Both gross and net primary production are in units of mass per unit area per unit time interval. Terrestrial production[ edit ] An oak tree; a typical modern, terrestrial autotroph On the land, almost all primary production is now performed by vascular plantswith a small fraction coming from algae and non-vascular plants such as mosses and liverworts.
Before the evolution of vascular plants, non-vascular plants likely played a more significant role. Primary production on land is a function of many factors, but principally local hydrology and temperature the latter covaries to an extent with light, specifically photosynthetically active radiation PARthe source of energy for photosynthesis.
While plants cover much of the Earth's surface, they are strongly curtailed wherever temperatures are too extreme or where necessary plant resources principally water and PAR are limiting, such as deserts or polar regions. Water is "consumed" in plants by the processes of photosynthesis see above and transpiration.
Transpiration allows plants to transport water and mineral nutrients from the soil to growth regions, and also cools the plant. Diffusion of water vapour out of a leaf, the force that drives transpiration, is regulated by structures known as stomata. These structure also regulate the diffusion of carbon dioxide from the atmosphere into the leaf, such that decreasing water loss by partially closing stomata also decreases carbon dioxide gain.

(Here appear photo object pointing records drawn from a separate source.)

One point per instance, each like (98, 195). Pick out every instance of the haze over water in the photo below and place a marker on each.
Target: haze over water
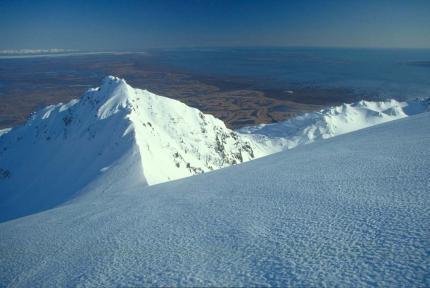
(375, 73)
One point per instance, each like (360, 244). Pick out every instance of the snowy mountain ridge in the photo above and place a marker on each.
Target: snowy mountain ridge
(115, 137)
(333, 121)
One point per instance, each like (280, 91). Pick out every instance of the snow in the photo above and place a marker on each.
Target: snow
(112, 134)
(332, 121)
(116, 135)
(347, 211)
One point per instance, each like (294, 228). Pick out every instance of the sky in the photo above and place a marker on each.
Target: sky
(134, 25)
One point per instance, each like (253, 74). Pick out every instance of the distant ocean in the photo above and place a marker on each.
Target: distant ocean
(376, 73)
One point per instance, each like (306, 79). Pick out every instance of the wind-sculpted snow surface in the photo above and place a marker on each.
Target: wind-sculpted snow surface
(333, 121)
(348, 211)
(115, 135)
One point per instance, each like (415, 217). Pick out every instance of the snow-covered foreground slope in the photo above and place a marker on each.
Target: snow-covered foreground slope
(348, 211)
(116, 136)
(332, 122)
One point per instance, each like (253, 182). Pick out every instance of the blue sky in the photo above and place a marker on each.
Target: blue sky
(130, 24)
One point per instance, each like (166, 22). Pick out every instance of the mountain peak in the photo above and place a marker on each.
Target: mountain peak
(114, 135)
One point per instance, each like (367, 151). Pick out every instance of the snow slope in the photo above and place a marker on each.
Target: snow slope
(333, 121)
(113, 135)
(348, 211)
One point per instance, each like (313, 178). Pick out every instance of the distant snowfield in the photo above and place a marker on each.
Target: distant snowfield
(348, 211)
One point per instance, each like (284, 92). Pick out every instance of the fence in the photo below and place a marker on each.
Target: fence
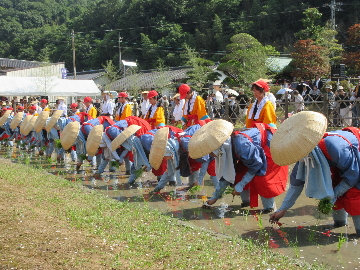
(236, 112)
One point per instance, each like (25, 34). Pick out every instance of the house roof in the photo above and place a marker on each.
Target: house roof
(149, 80)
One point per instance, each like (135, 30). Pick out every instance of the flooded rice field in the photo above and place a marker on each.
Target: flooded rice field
(303, 233)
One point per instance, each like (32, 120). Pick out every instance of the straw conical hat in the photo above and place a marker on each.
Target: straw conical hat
(94, 139)
(24, 123)
(297, 136)
(16, 120)
(209, 138)
(69, 134)
(5, 117)
(157, 150)
(123, 136)
(51, 123)
(41, 121)
(30, 125)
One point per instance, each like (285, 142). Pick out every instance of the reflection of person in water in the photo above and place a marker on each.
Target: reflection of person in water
(331, 169)
(262, 110)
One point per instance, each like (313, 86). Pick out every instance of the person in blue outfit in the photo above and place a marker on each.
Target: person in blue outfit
(242, 162)
(331, 169)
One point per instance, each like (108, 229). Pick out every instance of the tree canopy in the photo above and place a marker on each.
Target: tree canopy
(153, 29)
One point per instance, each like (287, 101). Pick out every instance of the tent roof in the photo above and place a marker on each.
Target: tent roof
(46, 86)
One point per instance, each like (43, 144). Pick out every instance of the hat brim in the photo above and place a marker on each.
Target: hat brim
(30, 125)
(69, 134)
(157, 151)
(41, 121)
(16, 120)
(209, 138)
(24, 123)
(123, 136)
(94, 139)
(51, 123)
(5, 117)
(297, 136)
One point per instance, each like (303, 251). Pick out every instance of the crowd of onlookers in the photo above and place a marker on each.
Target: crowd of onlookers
(343, 104)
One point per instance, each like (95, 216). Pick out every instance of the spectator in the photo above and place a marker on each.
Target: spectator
(331, 98)
(344, 107)
(299, 101)
(243, 101)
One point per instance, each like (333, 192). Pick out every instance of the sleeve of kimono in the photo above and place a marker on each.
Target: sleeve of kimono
(93, 112)
(267, 114)
(159, 117)
(127, 112)
(251, 155)
(346, 158)
(200, 108)
(248, 122)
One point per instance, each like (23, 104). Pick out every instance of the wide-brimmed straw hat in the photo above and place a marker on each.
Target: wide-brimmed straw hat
(94, 139)
(158, 145)
(297, 136)
(51, 123)
(209, 138)
(24, 123)
(41, 121)
(107, 93)
(69, 134)
(16, 120)
(30, 125)
(123, 136)
(5, 117)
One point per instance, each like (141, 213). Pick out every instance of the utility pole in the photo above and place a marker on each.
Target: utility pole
(120, 63)
(73, 48)
(333, 7)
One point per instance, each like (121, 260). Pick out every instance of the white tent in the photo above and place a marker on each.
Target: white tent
(46, 86)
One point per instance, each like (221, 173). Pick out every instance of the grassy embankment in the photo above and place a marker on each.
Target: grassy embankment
(50, 223)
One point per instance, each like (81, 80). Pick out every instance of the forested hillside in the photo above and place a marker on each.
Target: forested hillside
(152, 29)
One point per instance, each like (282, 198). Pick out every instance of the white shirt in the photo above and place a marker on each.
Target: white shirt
(62, 106)
(38, 109)
(177, 113)
(108, 107)
(144, 107)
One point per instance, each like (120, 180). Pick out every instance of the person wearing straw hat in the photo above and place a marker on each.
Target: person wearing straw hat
(145, 104)
(262, 110)
(20, 109)
(189, 167)
(89, 108)
(165, 148)
(32, 110)
(53, 134)
(327, 165)
(40, 134)
(155, 115)
(44, 105)
(114, 155)
(178, 108)
(248, 151)
(194, 107)
(5, 130)
(108, 106)
(62, 106)
(124, 108)
(74, 107)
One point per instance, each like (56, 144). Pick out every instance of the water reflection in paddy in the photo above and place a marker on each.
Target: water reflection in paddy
(303, 232)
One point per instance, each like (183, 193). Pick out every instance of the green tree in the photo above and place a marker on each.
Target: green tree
(310, 59)
(247, 59)
(201, 72)
(311, 24)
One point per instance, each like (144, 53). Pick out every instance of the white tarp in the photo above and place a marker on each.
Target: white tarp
(46, 86)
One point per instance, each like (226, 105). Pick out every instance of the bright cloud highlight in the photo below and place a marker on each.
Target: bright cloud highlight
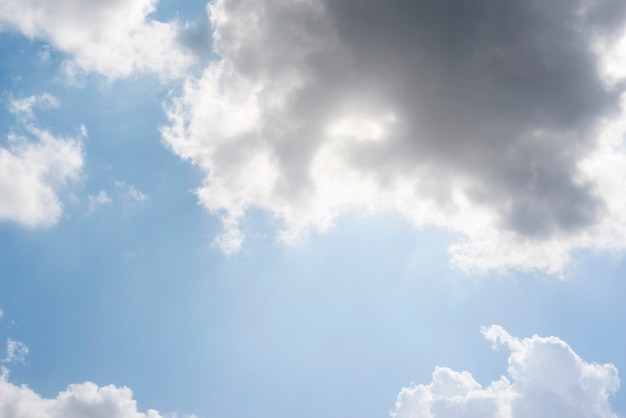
(489, 121)
(546, 378)
(77, 401)
(35, 166)
(113, 38)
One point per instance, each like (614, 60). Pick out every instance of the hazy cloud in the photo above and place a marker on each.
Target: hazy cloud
(35, 166)
(77, 401)
(130, 192)
(16, 351)
(110, 37)
(100, 199)
(546, 378)
(489, 120)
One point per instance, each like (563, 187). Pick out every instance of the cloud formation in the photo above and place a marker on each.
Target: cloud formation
(489, 120)
(546, 379)
(77, 401)
(16, 351)
(111, 37)
(35, 166)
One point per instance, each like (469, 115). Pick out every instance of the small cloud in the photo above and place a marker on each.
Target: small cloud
(129, 192)
(102, 198)
(16, 351)
(23, 108)
(35, 166)
(83, 399)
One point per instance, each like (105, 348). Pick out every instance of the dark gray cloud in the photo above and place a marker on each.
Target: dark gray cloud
(449, 111)
(505, 92)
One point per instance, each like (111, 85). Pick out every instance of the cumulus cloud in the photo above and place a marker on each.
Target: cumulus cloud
(16, 351)
(35, 166)
(490, 120)
(77, 401)
(546, 378)
(110, 37)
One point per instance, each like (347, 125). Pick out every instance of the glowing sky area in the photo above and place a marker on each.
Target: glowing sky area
(312, 208)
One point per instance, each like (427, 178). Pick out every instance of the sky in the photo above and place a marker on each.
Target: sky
(312, 208)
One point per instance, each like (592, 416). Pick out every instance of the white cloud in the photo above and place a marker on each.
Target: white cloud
(130, 192)
(23, 108)
(546, 378)
(77, 401)
(35, 167)
(16, 351)
(110, 37)
(100, 199)
(498, 126)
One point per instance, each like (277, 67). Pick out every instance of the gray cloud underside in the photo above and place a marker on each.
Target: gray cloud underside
(498, 102)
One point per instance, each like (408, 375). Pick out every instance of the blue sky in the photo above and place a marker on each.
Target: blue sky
(260, 209)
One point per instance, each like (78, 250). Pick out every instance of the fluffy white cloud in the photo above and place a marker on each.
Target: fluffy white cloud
(77, 401)
(35, 166)
(546, 379)
(110, 37)
(16, 351)
(500, 123)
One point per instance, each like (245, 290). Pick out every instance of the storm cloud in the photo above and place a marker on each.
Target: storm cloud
(495, 120)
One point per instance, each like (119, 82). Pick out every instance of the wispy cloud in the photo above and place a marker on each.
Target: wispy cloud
(130, 192)
(100, 199)
(16, 351)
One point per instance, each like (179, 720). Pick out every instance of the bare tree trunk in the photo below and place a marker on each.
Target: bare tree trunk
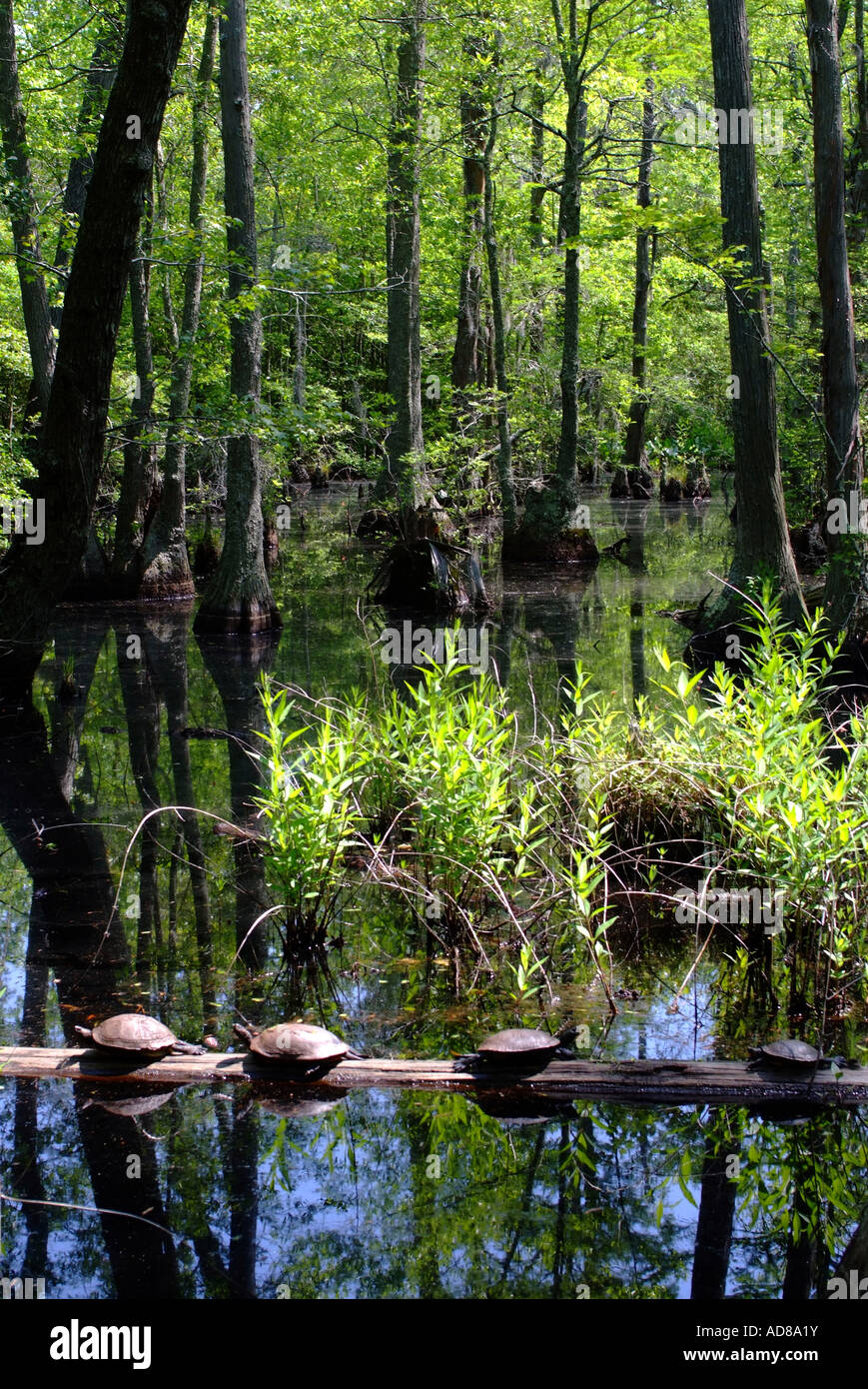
(403, 473)
(139, 463)
(633, 451)
(857, 171)
(167, 567)
(72, 439)
(763, 545)
(468, 360)
(846, 592)
(239, 597)
(571, 227)
(537, 193)
(98, 84)
(504, 444)
(22, 213)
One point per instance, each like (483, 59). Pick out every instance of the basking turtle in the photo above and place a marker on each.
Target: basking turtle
(789, 1054)
(301, 1046)
(135, 1032)
(792, 1054)
(521, 1049)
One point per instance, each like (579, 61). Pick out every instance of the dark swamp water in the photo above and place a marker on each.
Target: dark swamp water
(380, 1195)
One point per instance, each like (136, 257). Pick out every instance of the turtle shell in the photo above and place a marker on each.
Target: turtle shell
(299, 1043)
(789, 1051)
(134, 1032)
(518, 1043)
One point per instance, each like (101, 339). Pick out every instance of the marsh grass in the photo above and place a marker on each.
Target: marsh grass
(484, 832)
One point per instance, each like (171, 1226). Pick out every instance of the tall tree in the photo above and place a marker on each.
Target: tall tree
(763, 544)
(239, 597)
(633, 451)
(167, 567)
(504, 442)
(846, 597)
(70, 453)
(98, 84)
(22, 213)
(403, 473)
(572, 47)
(468, 355)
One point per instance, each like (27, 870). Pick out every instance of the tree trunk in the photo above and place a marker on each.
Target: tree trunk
(468, 362)
(71, 446)
(633, 452)
(537, 193)
(167, 567)
(99, 81)
(239, 598)
(845, 595)
(403, 473)
(22, 213)
(139, 464)
(569, 230)
(857, 171)
(761, 542)
(504, 444)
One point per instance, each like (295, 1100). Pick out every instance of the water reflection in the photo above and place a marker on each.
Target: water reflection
(326, 1195)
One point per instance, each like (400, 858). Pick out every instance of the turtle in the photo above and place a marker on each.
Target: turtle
(521, 1049)
(139, 1033)
(792, 1054)
(130, 1106)
(788, 1054)
(302, 1046)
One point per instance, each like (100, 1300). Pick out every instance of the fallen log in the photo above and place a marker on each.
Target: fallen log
(649, 1082)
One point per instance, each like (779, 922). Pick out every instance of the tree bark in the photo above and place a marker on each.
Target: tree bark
(167, 567)
(763, 545)
(139, 463)
(22, 213)
(569, 231)
(846, 592)
(857, 170)
(504, 444)
(98, 84)
(403, 471)
(537, 195)
(468, 362)
(239, 598)
(633, 451)
(70, 455)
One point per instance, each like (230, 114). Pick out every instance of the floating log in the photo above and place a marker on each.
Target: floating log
(649, 1082)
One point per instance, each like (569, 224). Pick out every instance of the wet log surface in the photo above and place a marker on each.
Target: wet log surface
(647, 1081)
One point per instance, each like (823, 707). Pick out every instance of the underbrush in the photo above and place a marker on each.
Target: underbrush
(434, 794)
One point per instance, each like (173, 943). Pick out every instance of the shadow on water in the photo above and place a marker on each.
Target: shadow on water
(235, 1193)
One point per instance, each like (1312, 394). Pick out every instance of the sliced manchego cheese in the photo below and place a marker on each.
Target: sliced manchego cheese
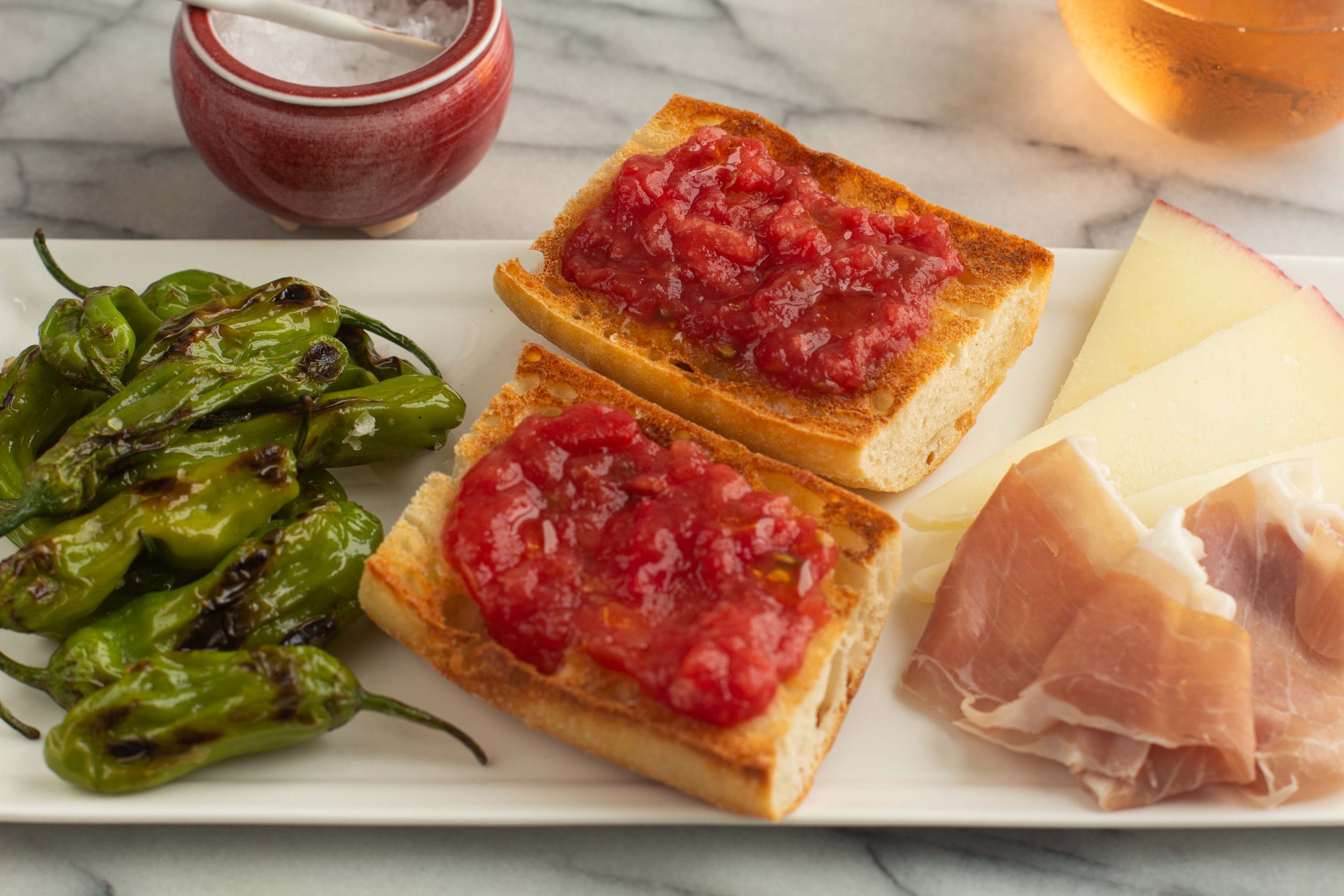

Certain plants use alternative forms of photosynthesis, called Crassulacean acid metabolism CAM and C4. These employ physiological and anatomical adaptations to increase water-use efficiency and allow increased primary production to take place under conditions that would normally limit carbon fixation by C3 plants the majority of plant species.
Oceanic production[ edit ] Marine diatoms ; an example of planktonic microalgae In a reversal of the pattern on land, in the oceans, almost all photosynthesis is performed by algae, with a small fraction contributed by vascular plants and other groups.
Algae encompass a diverse range of organisms, ranging from single floating cells to attached seaweeds.Some organisms use chemosynthesis to survive.
where do they get their energy for this process - A deep sea community is which of the following represents chemosynthesis any community of organisms associated by a shared habitat in essay conclusion addiction paragraph drug the deep sea.
· In this lesson we will answer the question of which of the following represents chemosynthesis why big fierce animals are rare, and along the way we will learn to answer the following questions as well. Chemosynthesis By: Lucinda and Charlotte Laurence APES, SPRING Food Relationships What we are Loosing?
Merriam Webster Definition of Chemosynthesis Hydrothermal Vents What is Chemosynthesis? Each layer of the web represents a particular role in the movement of organic energy through the e their unusual nature, faunas based on chemosynthesis are tied together by food webs similar to those of better-known communities.
the following represents an example of aerobic cellular respiration? glucose + oxygen → water + carbon dioxide + energy Which of the following represents chemosynthesis?
In these communities, bacteria have special enzymes that allow them to form organic matter by chemosynthesis. These communities frequently have worms, clams, shrimp, and many other organisms clustered together.